HAIJOGJA.COM — Konkurs Nasional Burung Perkutut Piala Raja Hamengku Buwono Cup 2025 siap diselenggarakan pada akhir pekan ini, 6–7 September 2025 di Alun-alun Kidul Yogyakarta.

Event ini menjadi ajang tahunan paling bergengsi dalam dunia pelestarian seni suara alam burung perkutut.

Sebanyak lebih dari 800 burung perkutut terbaik dari berbagai daerah di Indonesia akan ikut dalam event ini.

Sebagai lomba burung perkutut skala nasional, acara ini tidak hanya menjadi kompetisi, tetapi juga ruang pelestarian budaya dan filosofi Jawa yang terus hidup dalam masyarakat.

Burung Perkutut dalam Budaya Jawa

Burung perkutut dalam budaya Jawa bukan sekadar hewan peliharaan, tapi simbol ketenangan, kebijaksanaan, dan daya tarik spiritual.

Burung ini bahkan telah ditetapkan sebagai maskot resmi Daerah Istimewa Yogyakarta sejak tahun 1990 karena mencerminkan nilai-nilai luhur dan kearifan lokal.

Sejalan dengan itu, burung perkutut juga dipercaya membawa energi positif bagi pemiliknya, mulai dari ketenangan batin hingga keberuntungan.

“Burung perkutut dipercaya mendatangkan rezeki, ketenangan, dan karisma. Itu sebabnya hingga kini tetap populer sebagai hewan peliharaan,” ujar Ignatius Susriyanta, Ketua Panitia dari P3SI DIY.

Menariknya, burung perkutut juga memiliki nilai sejarah lintas negara.

Pada abad ke-14, burung ini pernah dijadikan hadiah diplomatik oleh Raja Sriwijaya kepada Raja Ramalima dari Siam (kini Thailand).

Di Thailand, perkutut dikenal dengan nama Nokcha Jawa, menandakan asal-usulnya dari tanah Jawa.

Filosofi Konkur Nasional Burung Perkutut di Jogja

Perlombaan ini selalu menjadi bagian dari rangkaian perayaan ulang tahun Undang-Undang Keistimewaan (UUK) DIY dan mendapat dukungan Dana Keistimewaan (Danais) dalam penyelenggaraannya.

Event ini mengusung filosofi “Hamemayu Hayuning Bawono”, yang berarti menjaga keharmonisan alam.

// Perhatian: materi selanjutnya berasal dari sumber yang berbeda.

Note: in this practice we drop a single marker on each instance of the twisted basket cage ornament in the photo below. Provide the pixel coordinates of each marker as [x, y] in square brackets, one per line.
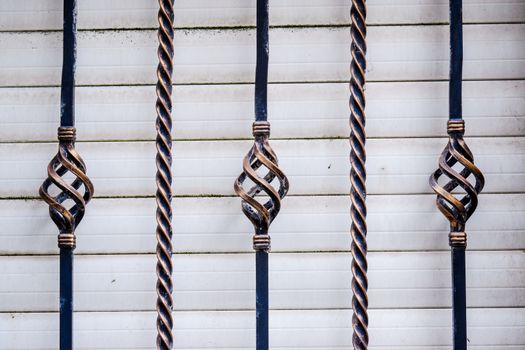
[67, 189]
[457, 181]
[261, 200]
[358, 211]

Oleh karena itu, setiap kompetisi akan ditutup dengan ritual pelepasan burung perkutut ke alam bebas, sebagai simbol harmoni antara manusia dan lingkungan.

“Filosofi yang dipegang adalah Hamemayu Hayuning Bawono, yang berarti menjaga harmoni alam. Karena itu setelah lomba biasanya ada prosesi pelepasan burung perkutut ke alam,” kata Paniradya Pati Paniradya Kaistimewan DIY Aris Eko Nugroho dalam diskusi Rembag Kaistimewaan (26/08/2025).

Menurut Kepala Bidang Pengembangan Ekonomi Kreatif Dispar DIY Iwan Pramana, event burung perkutut ini berperan sebagai liga budaya yang mendukung pelestarian fauna lokal sekaligus memperkuat daya tarik wisata budaya di Jogja.

“Ini adalah upaya menjaga fauna lokal sekaligus menghadirkan atraksi budaya khas DIY,” jelasnya.

Selain kualitas suara, aspek estetika sangkar burung perkutut menjadi salah satu elemen penilaian.

Ini membuka peluang bagi pelaku UMKM dan ekonomi kreatif di Yogyakarta untuk ikut terlibat melalui produksi sangkar, aksesori, dan kebutuhan pendukung lainnya.

“Keberadaan ajang ini bahkan bisa menjadi magnet baru bagi wisatawan mancanegara,” ujar pemerhati pariwisata, Ike Janita Dewi.

Terlebih dengan dibukanya penerbangan langsung dari Yogyakarta International Airport (YIA) ke Bangkok, ajang seperti Konkurs Nasional Burung Perkutut 2025 dapat menjadi potensi wisata budaya yang mendunia.

Lebih lanjut, akan ada empat babak penilaian pada perlombaan ini, dengan fokus utama pada kualitas kicauan burung perkutut, penampilan sangkar, dan keutuhan presentasi secara keseluruhan.

Konkurs Nasional Seni Suara Alam Burung Perkutut Piala Raja Hamengku Buwono Cup 2025 yang menghidupkan nilai sejarah, filosofi budaya, dan daya tarik wisata menjadi ruang perayaan identitas budaya Jawa di tengah masyarakat modern.